Please, Daddy, don't play this song this Christmas

John Denver was one of the best-selling artists of the 1970s thanks to monster hits like "Thank God I'm a Country Boy" and "Take Me Home, Country Roads." He also has a pretty strong connection to Christmas, thanks to multiple Christmas albums and starring in and hosting multiple TV Christmas specials, perhaps most notably John Denver and the Muppets: A Christmas Together, in which Denver and a host of Muppets perform possibly the only listenable recorded version of "The 12 Days of Christmas" as well as the genuinely moving "Alfie the Christmas Tree."

Unfortunately, not everything can be as stirring as "It's in every one of us to be wise, find your heart, open up both your eyes." On his 1973 album Farewell Andromeda, Denver dropped the holiday classic (?) "Please, Daddy (Don't Get Drunk This Christmas)," which he apparently liked a lot because he also put it on two other albums. It is, indeed, what it sounds like: the futile pleas of an 8-year-old begging his father not to, as he has in past years, come home in the middle of the night stumbling drunk, falling down under the tree, and subsequently abusing in one way or another the child's sobbing mother. Considering that Denver had a problem with alcohol, got multiple DUIs, and attempted to choke his first wife and cut up her furniture with a chainsaw, this song might have had a personal significance for Denver. Still: messed up, dude.

Frolic and play the intramarital way

Just to flip the script a little bit, here's a song that's maybe not quite as messed up as it may sound on first listen. "Winter Wonderland" was written by composer Felix Bernard and lyricist Richard B. Smith while Smith was being treated for tuberculosis in a Pennsylvania sanitarium, having been inspired by seeing snow covering the ground in the park in his hometown of Honesdale, Pennsylvania. First recorded in 1934, the song has subsequently been recorded over 200 times, many of which rearrange the original lyrics, adding verses, deleting others, moving things around.

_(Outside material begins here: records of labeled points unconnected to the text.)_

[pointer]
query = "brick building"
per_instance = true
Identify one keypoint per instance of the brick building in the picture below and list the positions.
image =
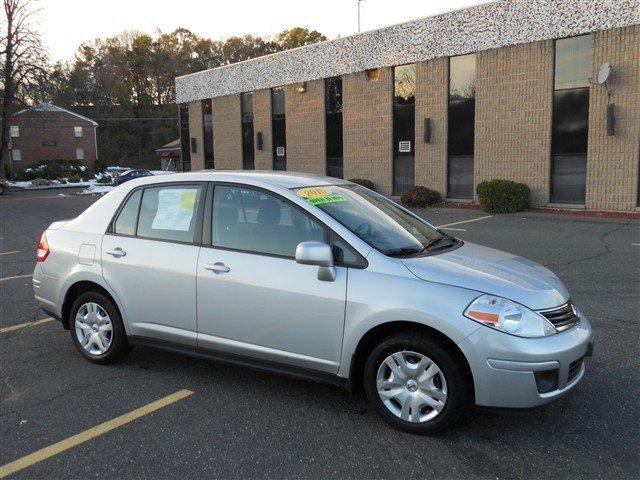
(502, 90)
(49, 133)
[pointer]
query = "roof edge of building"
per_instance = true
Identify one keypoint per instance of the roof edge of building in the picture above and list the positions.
(485, 26)
(50, 107)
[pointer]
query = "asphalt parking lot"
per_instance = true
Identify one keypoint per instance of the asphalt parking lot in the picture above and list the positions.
(239, 423)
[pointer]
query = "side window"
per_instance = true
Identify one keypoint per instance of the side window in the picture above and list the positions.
(343, 253)
(169, 212)
(125, 224)
(256, 221)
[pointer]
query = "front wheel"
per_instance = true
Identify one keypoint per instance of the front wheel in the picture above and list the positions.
(96, 328)
(415, 384)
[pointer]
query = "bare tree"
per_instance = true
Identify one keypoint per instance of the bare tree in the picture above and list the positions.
(24, 61)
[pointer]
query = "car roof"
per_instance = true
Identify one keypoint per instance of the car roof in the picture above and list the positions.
(252, 177)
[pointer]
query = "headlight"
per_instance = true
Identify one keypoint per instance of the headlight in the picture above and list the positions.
(507, 316)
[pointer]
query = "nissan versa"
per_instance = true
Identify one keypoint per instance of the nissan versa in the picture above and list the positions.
(315, 277)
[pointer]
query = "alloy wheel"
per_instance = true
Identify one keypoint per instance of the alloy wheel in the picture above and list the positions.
(94, 328)
(411, 386)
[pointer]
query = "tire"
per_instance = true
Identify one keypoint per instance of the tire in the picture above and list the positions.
(97, 316)
(419, 398)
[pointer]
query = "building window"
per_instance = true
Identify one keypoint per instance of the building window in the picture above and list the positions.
(333, 122)
(246, 118)
(570, 119)
(279, 129)
(404, 126)
(207, 137)
(373, 74)
(462, 105)
(185, 148)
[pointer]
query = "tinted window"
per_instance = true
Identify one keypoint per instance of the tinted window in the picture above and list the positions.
(126, 222)
(333, 126)
(573, 62)
(461, 133)
(169, 212)
(246, 105)
(207, 123)
(255, 221)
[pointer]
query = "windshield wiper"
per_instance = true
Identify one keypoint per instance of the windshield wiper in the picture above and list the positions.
(399, 252)
(436, 241)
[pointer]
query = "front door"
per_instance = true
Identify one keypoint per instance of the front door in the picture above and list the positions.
(149, 259)
(253, 298)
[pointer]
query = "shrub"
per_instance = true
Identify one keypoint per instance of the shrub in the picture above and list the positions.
(420, 197)
(105, 179)
(364, 182)
(503, 196)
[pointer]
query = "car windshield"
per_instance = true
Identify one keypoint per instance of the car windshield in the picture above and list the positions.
(375, 219)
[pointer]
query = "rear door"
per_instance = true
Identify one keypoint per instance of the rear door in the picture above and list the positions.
(149, 258)
(253, 298)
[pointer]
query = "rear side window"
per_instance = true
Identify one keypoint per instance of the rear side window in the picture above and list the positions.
(126, 222)
(169, 212)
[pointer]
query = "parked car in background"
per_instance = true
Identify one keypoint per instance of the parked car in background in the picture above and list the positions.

One thing basically every version has in common is the verse in which the narrators build a snowman and pretend it is Parson Brown. The imaginary preacher asks if they are married, and they say, "No, man, but you can do the job when you're in town!" It turns out it is a surprisingly common interpretation of this song that the narrator wants to bone down with a snowman. You know, like "do the job"? Wink wink, lascivious eyebrow waggle. But, like, nah, man. The narrator is part of a couple ("we can build a snowman") and the preacher is asking if the two of them are married and they tell him not yet, but he can perform the ceremony ("do the job") while he's in town. These are the plans they have made (to get married by a snow person) that they will subsequently face unafraid, conspiring by the fire.